Reduce Production Costs Per Hour
Whilst this many not be an entirely obvious method for reducing your overheads, reducing your production costs per hour does have a direct impact on overheads. The money you save in the production of the products that you sell converts directly to an increased profit.
Reducing production costs can be done in a variety of different ways, some of which have been outlined below:
- Reduce the walking – Reducing the walking time for staff is a basic lean principal as it reduces wasted motion. However there is also a further significant impact in reducing the walking in that it removes unnecessary socialising between production staff. When staff have to walk off from the production area to get something, pass a few other staff members on the way and have a quick chat, before you know it 5 wasted minutes have passed. If there is one of these chats every 50 minutes that is reducing your productivity by 10%! Reducing the walking reduces the chances of these chats happening and in turn reduces your production costs.

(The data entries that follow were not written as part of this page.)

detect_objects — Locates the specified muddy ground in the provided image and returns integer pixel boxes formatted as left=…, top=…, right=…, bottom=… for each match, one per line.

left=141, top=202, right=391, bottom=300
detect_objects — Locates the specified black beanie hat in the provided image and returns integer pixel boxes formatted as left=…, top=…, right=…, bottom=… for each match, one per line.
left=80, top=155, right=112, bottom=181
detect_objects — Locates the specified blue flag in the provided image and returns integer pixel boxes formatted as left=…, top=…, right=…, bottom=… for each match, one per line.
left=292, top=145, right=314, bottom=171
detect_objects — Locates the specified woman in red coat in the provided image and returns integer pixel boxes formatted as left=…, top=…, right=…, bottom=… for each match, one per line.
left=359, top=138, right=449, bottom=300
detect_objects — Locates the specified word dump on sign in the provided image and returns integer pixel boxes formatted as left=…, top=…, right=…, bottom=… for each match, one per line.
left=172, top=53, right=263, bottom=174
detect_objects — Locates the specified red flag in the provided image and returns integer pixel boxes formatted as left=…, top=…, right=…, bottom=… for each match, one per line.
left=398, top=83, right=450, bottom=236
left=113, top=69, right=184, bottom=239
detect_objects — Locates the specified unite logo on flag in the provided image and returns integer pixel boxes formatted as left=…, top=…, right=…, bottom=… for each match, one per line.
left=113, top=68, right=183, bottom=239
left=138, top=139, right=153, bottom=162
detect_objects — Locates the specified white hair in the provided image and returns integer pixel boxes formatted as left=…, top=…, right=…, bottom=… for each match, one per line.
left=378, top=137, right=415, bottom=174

- Daily improvements and suggestions – your staff on the factory floor know your production process the best. Asking your staff on a daily basis to make an improvement or suggest an improvement has a significant impact. Your staff then start to develop an ownership mentality and are continually looking for ways to improve. Whilst a lot of these improvements may be small, when improvements are made daily by every member of staff, the net result is significant. Improvements in time and efficiency will have a direct result in reducing production costs.
- Create production targets and display them live in your factory – Include your staff in creating a production target that they will be able to directly influence. Displaying this target live in the factory, along with their current score, will have an incredible motivating effect on your staff. As with any game, if you’re playing to win, you need to know your current position to enable you to win. If you then tie these targets in with a reward system, you will find that your staff will become self-motivated to hit production targets.

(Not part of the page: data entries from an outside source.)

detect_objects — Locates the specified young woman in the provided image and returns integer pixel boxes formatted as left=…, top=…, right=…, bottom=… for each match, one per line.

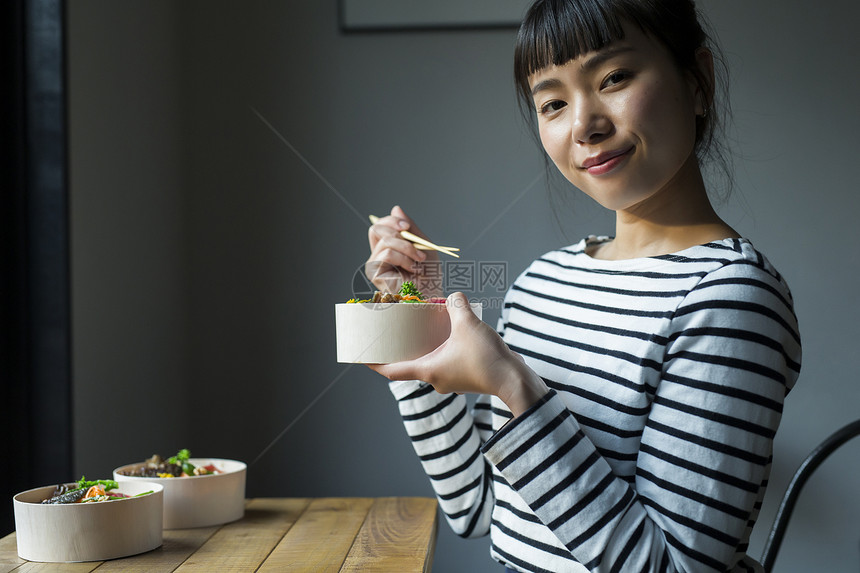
left=364, top=1, right=801, bottom=571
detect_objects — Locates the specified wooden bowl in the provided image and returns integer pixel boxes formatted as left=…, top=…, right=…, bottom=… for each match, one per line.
left=335, top=301, right=482, bottom=363
left=13, top=481, right=163, bottom=562
left=113, top=458, right=246, bottom=529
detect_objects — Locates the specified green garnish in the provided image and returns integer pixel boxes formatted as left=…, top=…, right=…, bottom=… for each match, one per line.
left=168, top=448, right=196, bottom=475
left=75, top=476, right=118, bottom=492
left=168, top=448, right=191, bottom=465
left=399, top=281, right=424, bottom=299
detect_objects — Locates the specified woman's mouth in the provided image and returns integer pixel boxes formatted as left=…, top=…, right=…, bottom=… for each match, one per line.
left=581, top=146, right=634, bottom=175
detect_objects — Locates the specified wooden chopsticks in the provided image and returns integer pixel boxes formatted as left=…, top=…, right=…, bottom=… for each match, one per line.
left=368, top=215, right=460, bottom=258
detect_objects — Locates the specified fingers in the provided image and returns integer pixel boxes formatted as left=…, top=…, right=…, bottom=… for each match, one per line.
left=369, top=233, right=427, bottom=265
left=367, top=206, right=412, bottom=252
left=371, top=206, right=411, bottom=240
left=366, top=206, right=445, bottom=296
left=391, top=205, right=433, bottom=242
left=364, top=239, right=426, bottom=293
left=369, top=206, right=437, bottom=252
left=368, top=208, right=427, bottom=262
left=390, top=205, right=413, bottom=229
left=446, top=292, right=479, bottom=328
left=367, top=206, right=440, bottom=261
left=366, top=357, right=424, bottom=382
left=367, top=217, right=404, bottom=249
left=363, top=265, right=402, bottom=294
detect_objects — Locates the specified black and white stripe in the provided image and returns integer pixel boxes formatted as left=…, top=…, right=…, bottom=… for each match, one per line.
left=389, top=237, right=801, bottom=572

- Pace staff with automation – It is a known fact that as staff reach the end of their shift, their concentration begins to lapse, and their pace is likely to slow down. This can have an impact on production speeds and quality control, which in turn limits the amount of products produced and can result in increased quality control issues. This issue can be overcome by pacing staff with automation; which could be something as simple as a slow moving conveyor that moves products past staff at a set pace. The other option is to automate particular parts of the process such as product labelling, vision inspection or product counting.
- Introduce automated processes – Automation allows you to reduce the labour costs of your production process without compromising on the standard of items being produced. One machine can perform the task of a number of workers, while never falling sick, taking time off or requiring lunch breaks; making production even more cost effective. Automation of quality control processes also reduces production costs as it eliminates the risk of human error in detecting faulty parts and products. It also ensures that faulty parts and products are rejected before reaching despatch.
As you can see, reducing overheads does not need to be a costly exercise. Often some of the simplest activities can have a significant impact.